El recurso esporádico a
la crucifixión por parte de los yihadistas del Estado Islámico (EI) en Siria
plantea perplejidad y rechazo en los círculos islamistas mundiales, proclives
sin embargo a pasar por alto la crueldad de otros castigos como la
decapitación, habitual en Arabia Saudí. El fuerte simbolismo de la crucifixión
para un cristiano no implica que existan motivos de odio religioso. De hecho,
la mayor parte de las víctimas de las crucifixiones llevadas a cabo y
difundidas por el EI son musulmanes, tanto chiíes -la secta rival por
antonomasia del EI- como suníes.
Sólo las autoridades del
«califato» conocen las razones que determinan en cada caso cuándo un condenado
-sea prisionero de guerra o enjuiciado por delitos comunes- es enviado a la
cruz, ejecutado fríamente de un tiro, o decapitado. Normalmente, los
crucificados son ejecutados antes de ser expuestos durante días en una cruz, un
gesto de «clemencia» por parte de los yihadistas que apenas resta sadismo al
hecho. En algún caso, reportado por testigos presenciales, el castigo ha sido
máximo y el condenado ha sido crucificado vivo, según costumbre en la
antigüedad.
La brutal condena a la
cruz tiene siempre una dimensión ejemplarizante.

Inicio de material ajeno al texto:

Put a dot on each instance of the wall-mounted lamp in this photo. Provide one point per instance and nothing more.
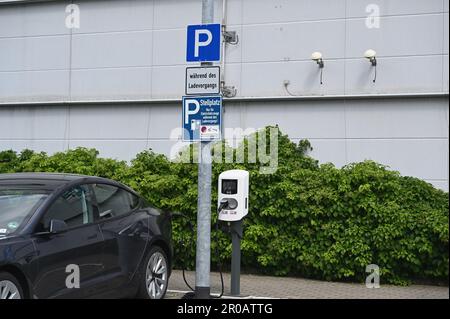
(371, 55)
(317, 57)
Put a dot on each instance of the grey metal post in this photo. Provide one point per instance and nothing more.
(203, 250)
(236, 235)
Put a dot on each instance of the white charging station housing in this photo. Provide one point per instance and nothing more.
(233, 187)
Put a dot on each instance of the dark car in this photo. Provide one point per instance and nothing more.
(73, 236)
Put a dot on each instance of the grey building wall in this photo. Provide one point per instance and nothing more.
(132, 53)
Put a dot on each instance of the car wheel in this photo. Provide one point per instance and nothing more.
(9, 287)
(155, 275)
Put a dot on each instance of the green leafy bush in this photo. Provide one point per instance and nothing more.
(306, 219)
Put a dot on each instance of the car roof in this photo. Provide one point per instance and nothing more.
(45, 180)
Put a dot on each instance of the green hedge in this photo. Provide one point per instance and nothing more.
(307, 219)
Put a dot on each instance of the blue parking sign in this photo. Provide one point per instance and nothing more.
(203, 43)
(202, 118)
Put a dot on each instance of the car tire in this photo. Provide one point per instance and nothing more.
(10, 287)
(154, 278)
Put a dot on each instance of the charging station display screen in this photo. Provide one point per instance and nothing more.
(229, 186)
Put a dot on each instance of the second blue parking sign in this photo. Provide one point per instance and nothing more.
(202, 118)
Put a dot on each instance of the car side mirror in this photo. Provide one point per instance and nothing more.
(57, 226)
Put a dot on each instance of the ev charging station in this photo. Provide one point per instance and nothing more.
(232, 208)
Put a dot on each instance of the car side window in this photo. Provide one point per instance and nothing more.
(74, 207)
(114, 201)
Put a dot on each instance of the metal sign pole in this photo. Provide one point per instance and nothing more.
(203, 252)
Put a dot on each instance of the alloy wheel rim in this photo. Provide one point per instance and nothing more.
(8, 290)
(156, 276)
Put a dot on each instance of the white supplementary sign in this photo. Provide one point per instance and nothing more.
(203, 80)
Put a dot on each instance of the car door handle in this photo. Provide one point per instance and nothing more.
(93, 236)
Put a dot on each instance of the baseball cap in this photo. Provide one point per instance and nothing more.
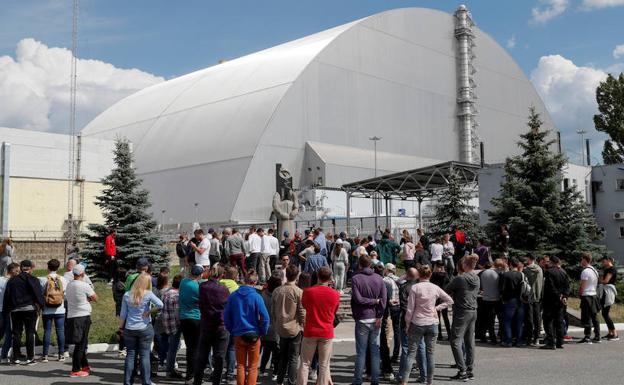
(78, 270)
(142, 262)
(197, 270)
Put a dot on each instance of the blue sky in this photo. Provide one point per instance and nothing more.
(171, 38)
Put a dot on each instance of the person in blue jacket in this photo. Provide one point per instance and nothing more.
(246, 318)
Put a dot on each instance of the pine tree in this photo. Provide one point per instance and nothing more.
(124, 205)
(610, 120)
(453, 210)
(542, 219)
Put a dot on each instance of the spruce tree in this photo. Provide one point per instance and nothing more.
(542, 219)
(610, 120)
(453, 210)
(124, 205)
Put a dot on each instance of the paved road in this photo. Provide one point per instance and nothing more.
(576, 364)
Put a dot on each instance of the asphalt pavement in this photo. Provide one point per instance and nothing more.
(575, 364)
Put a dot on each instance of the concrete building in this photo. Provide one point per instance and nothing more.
(602, 187)
(607, 198)
(34, 190)
(430, 84)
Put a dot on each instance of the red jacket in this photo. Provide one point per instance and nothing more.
(110, 250)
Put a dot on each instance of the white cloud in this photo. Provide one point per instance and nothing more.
(597, 4)
(569, 92)
(34, 87)
(548, 9)
(618, 51)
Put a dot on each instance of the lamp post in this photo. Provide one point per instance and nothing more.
(375, 139)
(582, 133)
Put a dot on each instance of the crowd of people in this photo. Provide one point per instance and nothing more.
(249, 305)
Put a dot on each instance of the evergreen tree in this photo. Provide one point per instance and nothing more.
(124, 205)
(610, 120)
(542, 219)
(453, 210)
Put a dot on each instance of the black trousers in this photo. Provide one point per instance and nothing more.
(270, 351)
(532, 321)
(80, 337)
(24, 320)
(289, 359)
(553, 323)
(589, 315)
(190, 331)
(215, 341)
(447, 324)
(486, 317)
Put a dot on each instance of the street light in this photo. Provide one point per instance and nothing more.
(582, 133)
(375, 139)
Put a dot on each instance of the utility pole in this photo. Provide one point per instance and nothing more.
(375, 139)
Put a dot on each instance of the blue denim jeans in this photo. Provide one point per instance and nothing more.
(417, 336)
(366, 337)
(230, 356)
(420, 352)
(174, 346)
(59, 325)
(138, 342)
(514, 310)
(6, 331)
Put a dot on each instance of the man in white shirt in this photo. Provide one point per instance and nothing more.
(69, 275)
(436, 250)
(264, 265)
(255, 248)
(79, 297)
(202, 250)
(589, 300)
(5, 325)
(273, 248)
(53, 313)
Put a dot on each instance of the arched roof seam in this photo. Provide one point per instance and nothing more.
(190, 108)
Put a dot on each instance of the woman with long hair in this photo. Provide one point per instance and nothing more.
(137, 326)
(340, 261)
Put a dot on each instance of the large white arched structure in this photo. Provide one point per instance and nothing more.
(213, 137)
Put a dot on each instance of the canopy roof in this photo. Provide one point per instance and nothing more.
(420, 183)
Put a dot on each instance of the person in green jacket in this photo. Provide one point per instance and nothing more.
(533, 309)
(387, 249)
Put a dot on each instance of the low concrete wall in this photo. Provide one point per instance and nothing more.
(40, 252)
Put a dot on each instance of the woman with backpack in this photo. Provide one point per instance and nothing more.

Los yihadistas buscan
aterrorizar a la población local, al enemigo, y en general a la opinión pública
mundial. El Estado Islámico pretende, además, pasar el mensaje de que no le
tiembla el pulso a la hora de aplicar, de modo literal, la Sharía, la ley penal
islámica. Pese a que la mayor parte de los eruditos niegan que la crucifixión
conste entre las medidas de castigo del código musulmán, los radicales pueden
recurrir a varios pasajes del Corán donde se hace referencia a esa pena. En
particular a la sura 5:33, donde la crucifición es una de las cuatro formas de
castigo, para diversos crímenes, recomendada por el profeta Mahoma. En
concreto, la reservada para el ladrón que mata a la víctima después de
desvalijarla.
Pese al escándalo que
provocan las imágenes de crucifixiones, difundidas en internet por el Estado
Islámico, la censura explica que se ignoren o pasen por alto las mismas
prácticas cuando son realizadas por Estados árabes que se presentan como
honorables. En Arabia Saudí no es infrecuente que algunos condenados sean
primero decapitados a espada, y después colgados durante tres días a la vista
del pùblico. La práctica de la crucifixión ha sido también denunciada en Yemen.
¿Por qué crucifica el Estado Islámico a musulmanes?